Let $\phi(A)$ denote the Boolean observation of whether $v_1$ and $v_2$ are connected in system A. They say:
"[The] observation ($\phi$) fails to preserve the join operation."
At first this sounded backward to me. Isn't it that joining fails to preserve the (connectedness) observation? So I continued. They define an ordering on systems, and an ordering on Booleans, and point out that
$\phi$ preserves order but not join
What does it mean for $\phi$ to preserve order? By the usual interpretation, it means:
A ≤ B ⇒ Φ(A) ≤ Φ(B)
This makes sense because they've defined ≤ on systems (are all connections in A present in B?) and on Booleans (True > False). So, returning to whether observation preserves join, we should replace order (≤) with join (∨):
A ∨ B ⇒ Φ(A) ∨ Φ(B)
But what on earth could A ∨ B mean as a Boolean?
The text explains with an example of two systems (A and B) for which Φ(A) is false and Φ(B) is false yet Φ(A ∨ B) is true. This seems to suggest that the meaning might be:
Φ(A ∨ B) $\nRightarrow$ (or $\neq$?) Φ(A) ∨ Φ(B)

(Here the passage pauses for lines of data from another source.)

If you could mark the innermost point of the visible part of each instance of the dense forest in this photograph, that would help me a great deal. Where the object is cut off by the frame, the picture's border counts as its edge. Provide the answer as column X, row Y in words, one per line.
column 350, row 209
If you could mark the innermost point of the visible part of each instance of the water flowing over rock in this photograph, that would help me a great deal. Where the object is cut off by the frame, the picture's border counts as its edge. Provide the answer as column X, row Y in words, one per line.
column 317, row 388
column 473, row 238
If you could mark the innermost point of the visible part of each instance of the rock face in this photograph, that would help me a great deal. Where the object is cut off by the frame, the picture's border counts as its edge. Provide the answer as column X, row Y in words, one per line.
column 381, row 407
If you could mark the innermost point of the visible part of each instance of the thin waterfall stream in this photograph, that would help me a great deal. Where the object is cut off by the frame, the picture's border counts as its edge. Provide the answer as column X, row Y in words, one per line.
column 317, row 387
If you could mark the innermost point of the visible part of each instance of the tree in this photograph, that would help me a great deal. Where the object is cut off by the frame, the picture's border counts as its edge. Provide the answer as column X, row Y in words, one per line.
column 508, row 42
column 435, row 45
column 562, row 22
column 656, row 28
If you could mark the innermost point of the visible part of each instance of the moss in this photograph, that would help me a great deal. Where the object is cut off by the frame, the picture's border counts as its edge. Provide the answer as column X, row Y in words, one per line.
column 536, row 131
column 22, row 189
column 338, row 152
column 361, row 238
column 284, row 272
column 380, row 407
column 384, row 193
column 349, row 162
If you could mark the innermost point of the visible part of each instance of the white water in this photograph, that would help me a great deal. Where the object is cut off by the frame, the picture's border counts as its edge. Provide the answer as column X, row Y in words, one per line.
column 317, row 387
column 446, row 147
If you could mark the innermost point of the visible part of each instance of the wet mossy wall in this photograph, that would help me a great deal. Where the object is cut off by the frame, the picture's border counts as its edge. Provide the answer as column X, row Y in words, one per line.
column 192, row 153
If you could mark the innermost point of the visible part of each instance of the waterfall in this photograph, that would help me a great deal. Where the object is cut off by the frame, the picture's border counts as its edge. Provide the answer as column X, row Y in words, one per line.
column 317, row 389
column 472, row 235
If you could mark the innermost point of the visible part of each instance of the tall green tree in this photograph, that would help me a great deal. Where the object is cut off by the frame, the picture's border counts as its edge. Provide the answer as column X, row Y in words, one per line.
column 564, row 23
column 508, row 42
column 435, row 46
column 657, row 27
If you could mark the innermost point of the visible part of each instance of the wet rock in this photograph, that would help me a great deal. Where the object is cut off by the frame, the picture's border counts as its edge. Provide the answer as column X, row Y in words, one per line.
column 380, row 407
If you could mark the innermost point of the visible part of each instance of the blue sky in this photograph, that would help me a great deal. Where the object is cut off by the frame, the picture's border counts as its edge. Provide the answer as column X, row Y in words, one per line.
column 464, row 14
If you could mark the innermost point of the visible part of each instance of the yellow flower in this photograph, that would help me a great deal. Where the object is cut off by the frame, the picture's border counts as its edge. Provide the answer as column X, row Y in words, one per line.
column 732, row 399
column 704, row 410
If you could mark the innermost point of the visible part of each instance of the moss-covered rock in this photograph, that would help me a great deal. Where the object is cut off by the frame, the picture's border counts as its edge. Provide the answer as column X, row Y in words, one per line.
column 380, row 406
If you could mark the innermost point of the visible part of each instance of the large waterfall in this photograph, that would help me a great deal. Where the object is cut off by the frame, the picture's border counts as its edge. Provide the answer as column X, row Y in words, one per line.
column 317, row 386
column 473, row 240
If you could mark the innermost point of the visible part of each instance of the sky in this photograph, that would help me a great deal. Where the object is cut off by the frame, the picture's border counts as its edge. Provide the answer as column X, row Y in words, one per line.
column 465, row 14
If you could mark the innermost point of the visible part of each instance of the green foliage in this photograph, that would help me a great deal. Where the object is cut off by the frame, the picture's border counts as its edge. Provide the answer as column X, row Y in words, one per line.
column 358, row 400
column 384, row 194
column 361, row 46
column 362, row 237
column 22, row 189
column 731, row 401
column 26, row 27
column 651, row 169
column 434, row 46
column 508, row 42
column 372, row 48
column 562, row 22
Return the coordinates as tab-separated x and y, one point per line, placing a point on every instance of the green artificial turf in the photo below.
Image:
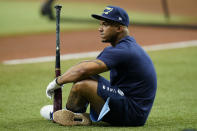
22	94
23	17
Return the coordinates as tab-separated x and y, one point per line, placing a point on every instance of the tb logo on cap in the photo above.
107	10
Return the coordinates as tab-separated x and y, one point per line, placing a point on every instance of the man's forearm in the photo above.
81	71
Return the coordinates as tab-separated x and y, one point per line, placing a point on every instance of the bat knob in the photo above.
58	7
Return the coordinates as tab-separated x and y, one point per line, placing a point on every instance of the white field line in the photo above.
166	46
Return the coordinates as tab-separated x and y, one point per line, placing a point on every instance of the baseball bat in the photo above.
57	103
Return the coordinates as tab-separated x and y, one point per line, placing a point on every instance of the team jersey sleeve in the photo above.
112	56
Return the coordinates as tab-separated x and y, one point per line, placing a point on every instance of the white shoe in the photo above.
47	112
69	118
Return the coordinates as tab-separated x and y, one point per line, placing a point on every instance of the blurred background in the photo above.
28	27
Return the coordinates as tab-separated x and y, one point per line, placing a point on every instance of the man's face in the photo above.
108	32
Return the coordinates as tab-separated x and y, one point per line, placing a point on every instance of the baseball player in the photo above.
125	100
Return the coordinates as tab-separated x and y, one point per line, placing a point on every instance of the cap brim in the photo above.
99	17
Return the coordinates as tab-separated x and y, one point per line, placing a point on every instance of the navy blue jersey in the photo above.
132	71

This works, but seems like the wrong interpretation for two reasons:
- They haven't defined join on Booleans at this point in the book. Surely they wouldn't expect that we've predicted this operation.

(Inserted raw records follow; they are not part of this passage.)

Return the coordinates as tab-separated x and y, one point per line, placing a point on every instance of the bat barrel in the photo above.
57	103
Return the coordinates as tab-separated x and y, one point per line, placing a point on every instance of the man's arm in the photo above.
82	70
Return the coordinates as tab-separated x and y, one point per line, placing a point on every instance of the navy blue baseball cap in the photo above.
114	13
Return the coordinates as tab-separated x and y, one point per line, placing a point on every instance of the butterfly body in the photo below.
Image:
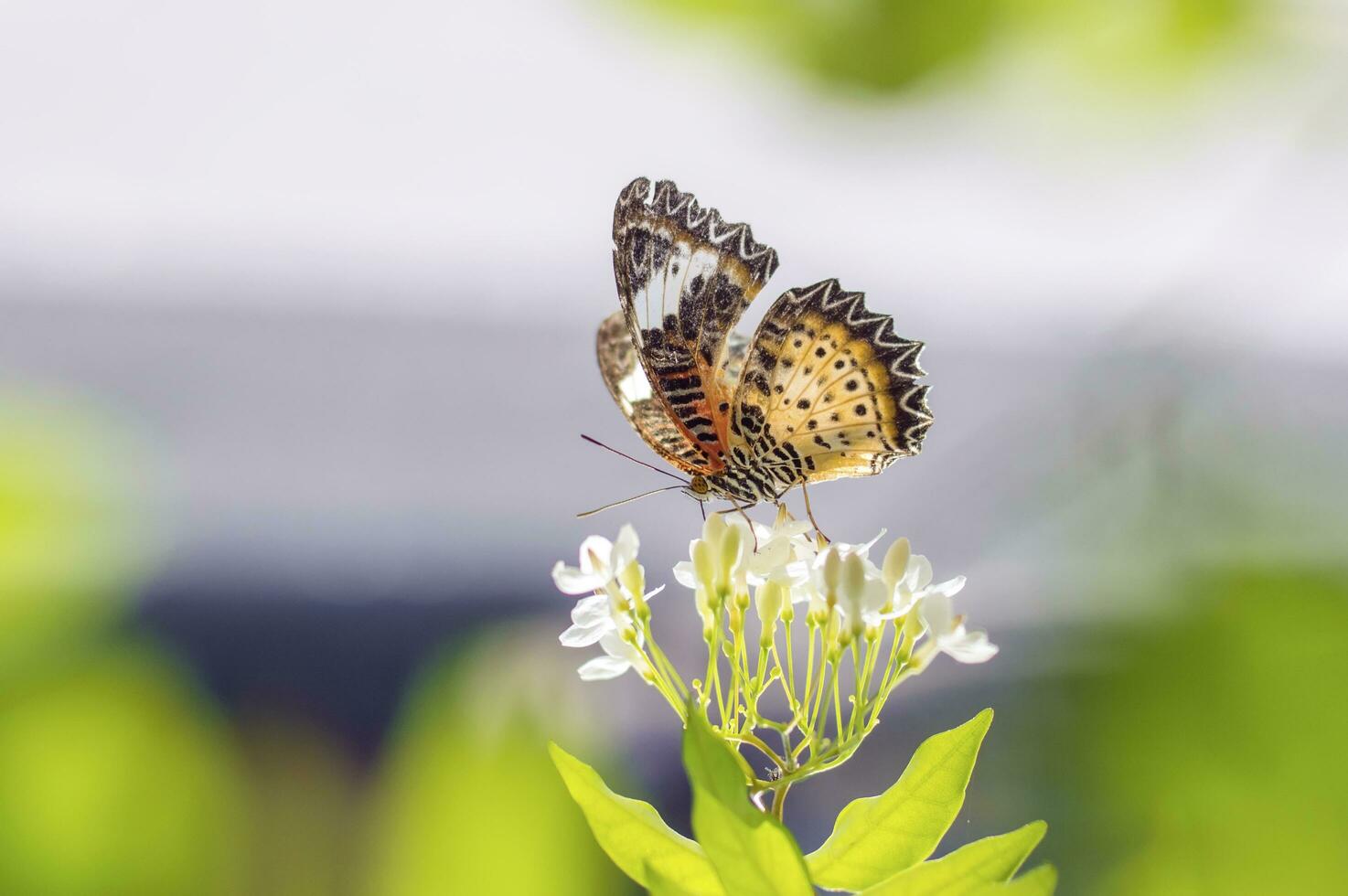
824	389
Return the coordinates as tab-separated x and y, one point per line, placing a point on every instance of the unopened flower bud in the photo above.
730	560
634	578
770	600
704	565
895	563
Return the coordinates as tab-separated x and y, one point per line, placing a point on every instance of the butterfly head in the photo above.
699	488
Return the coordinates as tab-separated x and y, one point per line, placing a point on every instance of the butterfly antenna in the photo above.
650	466
627	500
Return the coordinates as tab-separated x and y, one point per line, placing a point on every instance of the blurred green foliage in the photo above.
69	546
116	779
471	802
1205	756
889	46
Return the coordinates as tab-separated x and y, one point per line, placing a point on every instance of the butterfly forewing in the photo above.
648	415
684	278
828	391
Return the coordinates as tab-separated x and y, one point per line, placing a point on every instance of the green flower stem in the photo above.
663	666
859	696
809	677
838	702
755	741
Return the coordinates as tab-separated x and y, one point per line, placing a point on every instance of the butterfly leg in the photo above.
805	492
745	519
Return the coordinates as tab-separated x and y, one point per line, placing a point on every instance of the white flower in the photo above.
825	577
936	611
602	563
617	657
609	571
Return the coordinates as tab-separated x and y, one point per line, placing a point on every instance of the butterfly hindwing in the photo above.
684	278
828	391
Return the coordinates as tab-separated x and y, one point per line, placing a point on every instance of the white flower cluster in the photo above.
839	585
611	616
790	568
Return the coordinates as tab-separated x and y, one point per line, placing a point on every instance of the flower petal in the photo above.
617	648
603	668
592	611
684	574
573	581
918	574
597	548
949	588
937	613
583	635
968	647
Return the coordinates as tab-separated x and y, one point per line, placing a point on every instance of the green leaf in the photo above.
968	869
1041	881
660	885
634	834
878	837
751	850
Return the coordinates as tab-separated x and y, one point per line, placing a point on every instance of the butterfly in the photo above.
824	389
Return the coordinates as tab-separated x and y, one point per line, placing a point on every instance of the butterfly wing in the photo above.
828	391
648	415
684	278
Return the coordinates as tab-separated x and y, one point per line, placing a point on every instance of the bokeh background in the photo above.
297	309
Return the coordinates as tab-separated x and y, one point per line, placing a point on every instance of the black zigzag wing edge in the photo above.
705	224
899	356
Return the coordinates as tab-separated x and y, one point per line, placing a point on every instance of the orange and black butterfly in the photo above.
824	389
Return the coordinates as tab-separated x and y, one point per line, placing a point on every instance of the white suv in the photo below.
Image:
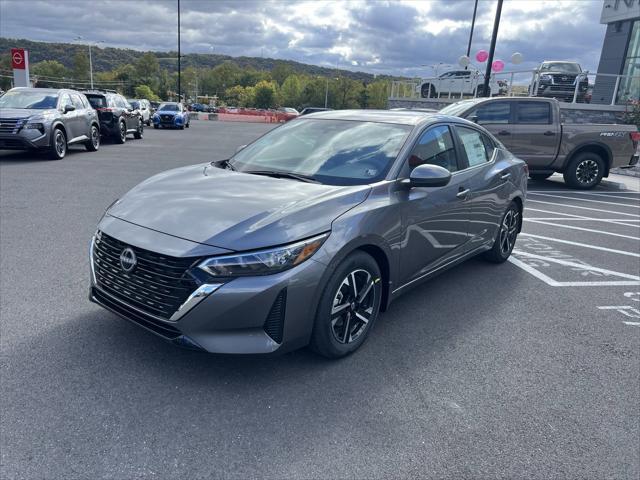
457	83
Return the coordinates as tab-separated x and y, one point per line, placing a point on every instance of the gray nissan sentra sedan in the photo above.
304	236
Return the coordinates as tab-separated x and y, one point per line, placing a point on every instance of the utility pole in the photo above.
179	97
473	23
492	49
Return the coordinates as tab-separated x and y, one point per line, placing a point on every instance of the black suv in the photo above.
117	117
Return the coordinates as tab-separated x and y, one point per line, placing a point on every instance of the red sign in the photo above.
17	59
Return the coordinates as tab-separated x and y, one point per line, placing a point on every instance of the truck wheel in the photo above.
94	139
121	134
58	148
538	177
584	171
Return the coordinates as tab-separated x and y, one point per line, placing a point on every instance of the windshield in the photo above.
26	99
334	152
457	108
561	67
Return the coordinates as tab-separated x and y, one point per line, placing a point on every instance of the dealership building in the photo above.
620	52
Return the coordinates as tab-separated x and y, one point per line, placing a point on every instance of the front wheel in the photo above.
94	139
585	171
507	235
348	308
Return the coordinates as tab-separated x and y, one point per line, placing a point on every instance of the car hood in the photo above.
25	112
233	210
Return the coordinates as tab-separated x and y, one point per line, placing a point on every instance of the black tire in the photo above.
539	177
58	147
340	327
584	171
121	136
506	236
93	144
139	132
428	91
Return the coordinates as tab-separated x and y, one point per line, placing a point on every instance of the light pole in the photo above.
79	37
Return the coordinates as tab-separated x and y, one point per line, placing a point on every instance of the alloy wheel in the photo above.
587	171
353	306
508	231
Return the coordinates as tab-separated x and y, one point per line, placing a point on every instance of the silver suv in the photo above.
47	119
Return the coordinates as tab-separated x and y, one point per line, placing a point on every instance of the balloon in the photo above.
497	66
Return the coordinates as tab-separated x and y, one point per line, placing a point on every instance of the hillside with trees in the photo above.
237	81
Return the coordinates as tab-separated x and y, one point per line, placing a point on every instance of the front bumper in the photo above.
248	315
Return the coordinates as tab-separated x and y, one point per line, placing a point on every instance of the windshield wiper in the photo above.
280	174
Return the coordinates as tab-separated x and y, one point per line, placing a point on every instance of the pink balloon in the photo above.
497	66
482	56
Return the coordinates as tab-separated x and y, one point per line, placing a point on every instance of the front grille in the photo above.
158	284
8	125
561	79
274	324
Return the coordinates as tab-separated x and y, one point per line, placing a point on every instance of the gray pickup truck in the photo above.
532	130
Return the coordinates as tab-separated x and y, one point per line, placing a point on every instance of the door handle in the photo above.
462	193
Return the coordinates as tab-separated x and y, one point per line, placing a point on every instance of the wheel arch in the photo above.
598	148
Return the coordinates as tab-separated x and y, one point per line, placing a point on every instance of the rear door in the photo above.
536	137
498	117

- It doesn't fit the same pattern as for order.
Alternatively, if this is the expression for "Φ fails to preserve ∨," then "Φ preserves ≤" seems like it ought to be:
Φ(A ≤ B) ⇒ (or =) Φ(A) ≤ Φ(B)
But this makes no sense either. So what is it that they mean?
When they say "the observation $\Phi$ fails to preserve the join operation, they mean that in general $\Phi(A \vee B) \neq \Phi(A) \vee \Phi(B)$.
It can be a little bit confusing because "$\Phi$ preserves joins" means that an equality ($\Phi(A \vee B) = \Phi(A) \vee \Phi(B)$) holds, while "$\Phi$ preserves order" means that an implication ($A \leq B \Rightarrow \Phi(A) \leq \Phi(B)$) is true, but this is the standard usage in mathematics.